Virgílio é investigado pela Polícia Federal por sua suposta participação nas fraudes apuradas pela Operação Sem Desconto. Segundo a investigação, ele teria recebido R$ 11,9 milhões de entidades associativas suspeitas de realizar descontos indevidos. A PF também aponta que, quando ocupava o cargo, Virgílio ratificou um entendimento técnico que permitiu o desbloqueio em lote de benefícios para descontos associativos solicitados pela Contag.

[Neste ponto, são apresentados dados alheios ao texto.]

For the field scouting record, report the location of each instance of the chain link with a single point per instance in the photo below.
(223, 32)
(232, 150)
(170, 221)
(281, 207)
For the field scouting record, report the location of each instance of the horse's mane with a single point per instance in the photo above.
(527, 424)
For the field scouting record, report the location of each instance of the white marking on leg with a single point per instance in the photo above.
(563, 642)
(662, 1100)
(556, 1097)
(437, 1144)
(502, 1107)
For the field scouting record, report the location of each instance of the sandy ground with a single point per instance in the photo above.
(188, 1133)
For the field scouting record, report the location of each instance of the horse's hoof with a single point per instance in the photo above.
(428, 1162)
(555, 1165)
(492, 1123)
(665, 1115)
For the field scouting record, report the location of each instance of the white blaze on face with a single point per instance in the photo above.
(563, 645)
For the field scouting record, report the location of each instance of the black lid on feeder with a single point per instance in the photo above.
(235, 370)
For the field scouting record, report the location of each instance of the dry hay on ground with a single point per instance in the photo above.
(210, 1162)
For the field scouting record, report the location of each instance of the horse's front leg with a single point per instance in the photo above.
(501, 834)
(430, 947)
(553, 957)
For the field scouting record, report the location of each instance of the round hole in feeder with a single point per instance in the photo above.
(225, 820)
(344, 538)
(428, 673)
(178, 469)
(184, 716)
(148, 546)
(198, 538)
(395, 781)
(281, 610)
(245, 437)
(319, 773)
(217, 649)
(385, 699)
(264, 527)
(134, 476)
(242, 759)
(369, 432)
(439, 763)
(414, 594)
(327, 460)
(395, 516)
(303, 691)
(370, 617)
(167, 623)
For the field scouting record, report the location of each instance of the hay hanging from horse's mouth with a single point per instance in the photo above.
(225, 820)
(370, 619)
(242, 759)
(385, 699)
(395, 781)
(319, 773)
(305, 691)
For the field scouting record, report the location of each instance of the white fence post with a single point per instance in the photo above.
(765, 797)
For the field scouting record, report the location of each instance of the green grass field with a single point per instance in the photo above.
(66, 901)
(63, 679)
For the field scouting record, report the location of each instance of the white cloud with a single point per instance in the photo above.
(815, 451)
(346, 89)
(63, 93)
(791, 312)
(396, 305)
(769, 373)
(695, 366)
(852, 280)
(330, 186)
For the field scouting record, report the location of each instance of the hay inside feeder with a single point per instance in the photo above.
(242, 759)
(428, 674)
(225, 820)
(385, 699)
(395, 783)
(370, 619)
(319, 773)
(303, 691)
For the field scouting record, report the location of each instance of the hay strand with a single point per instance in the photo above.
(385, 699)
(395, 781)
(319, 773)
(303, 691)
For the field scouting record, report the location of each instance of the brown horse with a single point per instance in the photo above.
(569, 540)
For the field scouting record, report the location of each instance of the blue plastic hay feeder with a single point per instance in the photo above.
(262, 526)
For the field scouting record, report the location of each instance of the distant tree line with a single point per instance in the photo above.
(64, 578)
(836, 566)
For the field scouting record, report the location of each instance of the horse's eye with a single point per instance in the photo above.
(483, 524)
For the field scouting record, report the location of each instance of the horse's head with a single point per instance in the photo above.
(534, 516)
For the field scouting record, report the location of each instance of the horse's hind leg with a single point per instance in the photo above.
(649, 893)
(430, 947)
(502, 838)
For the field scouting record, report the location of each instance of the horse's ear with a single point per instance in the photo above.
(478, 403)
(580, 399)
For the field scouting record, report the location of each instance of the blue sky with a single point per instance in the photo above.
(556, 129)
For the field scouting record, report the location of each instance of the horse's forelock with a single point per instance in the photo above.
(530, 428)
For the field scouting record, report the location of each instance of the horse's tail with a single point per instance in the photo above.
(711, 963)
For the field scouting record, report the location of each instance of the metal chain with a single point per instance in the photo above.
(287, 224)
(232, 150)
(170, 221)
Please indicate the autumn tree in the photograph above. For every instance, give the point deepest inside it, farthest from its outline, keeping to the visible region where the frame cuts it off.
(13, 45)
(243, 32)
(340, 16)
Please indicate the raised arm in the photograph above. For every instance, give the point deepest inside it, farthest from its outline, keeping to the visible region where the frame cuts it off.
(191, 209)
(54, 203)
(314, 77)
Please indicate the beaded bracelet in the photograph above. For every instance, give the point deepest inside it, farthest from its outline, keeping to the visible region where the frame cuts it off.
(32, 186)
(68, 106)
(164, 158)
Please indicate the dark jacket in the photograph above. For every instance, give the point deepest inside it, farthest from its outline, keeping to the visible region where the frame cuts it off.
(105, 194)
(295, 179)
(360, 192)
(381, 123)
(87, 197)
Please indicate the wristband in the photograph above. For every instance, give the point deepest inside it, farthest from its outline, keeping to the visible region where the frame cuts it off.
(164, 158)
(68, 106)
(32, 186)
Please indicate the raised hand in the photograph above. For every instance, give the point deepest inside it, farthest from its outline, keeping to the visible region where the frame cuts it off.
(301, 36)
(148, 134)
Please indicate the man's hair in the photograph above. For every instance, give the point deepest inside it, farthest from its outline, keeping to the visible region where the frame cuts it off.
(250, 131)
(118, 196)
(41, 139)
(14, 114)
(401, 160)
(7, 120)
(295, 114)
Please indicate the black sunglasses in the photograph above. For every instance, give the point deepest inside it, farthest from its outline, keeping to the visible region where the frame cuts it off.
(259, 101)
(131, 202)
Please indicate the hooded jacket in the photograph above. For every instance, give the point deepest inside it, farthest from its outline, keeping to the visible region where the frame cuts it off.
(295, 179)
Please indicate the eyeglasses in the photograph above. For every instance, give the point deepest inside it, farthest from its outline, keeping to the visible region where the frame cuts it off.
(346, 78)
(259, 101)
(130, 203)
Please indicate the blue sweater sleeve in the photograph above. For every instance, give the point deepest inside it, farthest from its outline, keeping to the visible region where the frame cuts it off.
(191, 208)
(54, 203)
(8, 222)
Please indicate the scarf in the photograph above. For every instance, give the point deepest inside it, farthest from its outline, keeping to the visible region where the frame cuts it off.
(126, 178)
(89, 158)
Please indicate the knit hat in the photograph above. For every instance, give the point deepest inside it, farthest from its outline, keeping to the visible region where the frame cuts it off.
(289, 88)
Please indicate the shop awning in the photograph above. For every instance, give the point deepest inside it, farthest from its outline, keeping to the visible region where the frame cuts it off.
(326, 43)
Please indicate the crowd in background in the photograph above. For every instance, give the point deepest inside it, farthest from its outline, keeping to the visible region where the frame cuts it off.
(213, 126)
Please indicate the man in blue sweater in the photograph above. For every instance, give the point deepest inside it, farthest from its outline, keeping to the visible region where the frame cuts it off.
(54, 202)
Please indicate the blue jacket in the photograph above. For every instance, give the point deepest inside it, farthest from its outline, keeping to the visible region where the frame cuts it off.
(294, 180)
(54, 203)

As investigações também indicam que Virgílio e sua esposa, Thaísa Hoffmann Jonasson, teriam adotado estratégias para ocultar patrimônio mesmo depois do início da operação. De acordo com a apuração, o casal teria agido de maneira coordenada para dificultar a efetividade das medidas judiciais. Virgílio havia sido afastado do INSS em abril de 2025 e, em outubro, prestou depoimento à CPMI que investiga as fraudes na Previdência.
Mendonça também determinou a soltura, com tornozeleira eletrônica, de Samuel Crisóstomo do Bomfim Júnior, contador da Conafer, uma das entidades investigadas. Outros suspeitos tiveram medidas cautelares flexibilizadas. O ministro considerou que, com o avanço e a conclusão de parte das investigações, a manutenção das prisões preventivas deixou de ser necessária para preservar as apurações.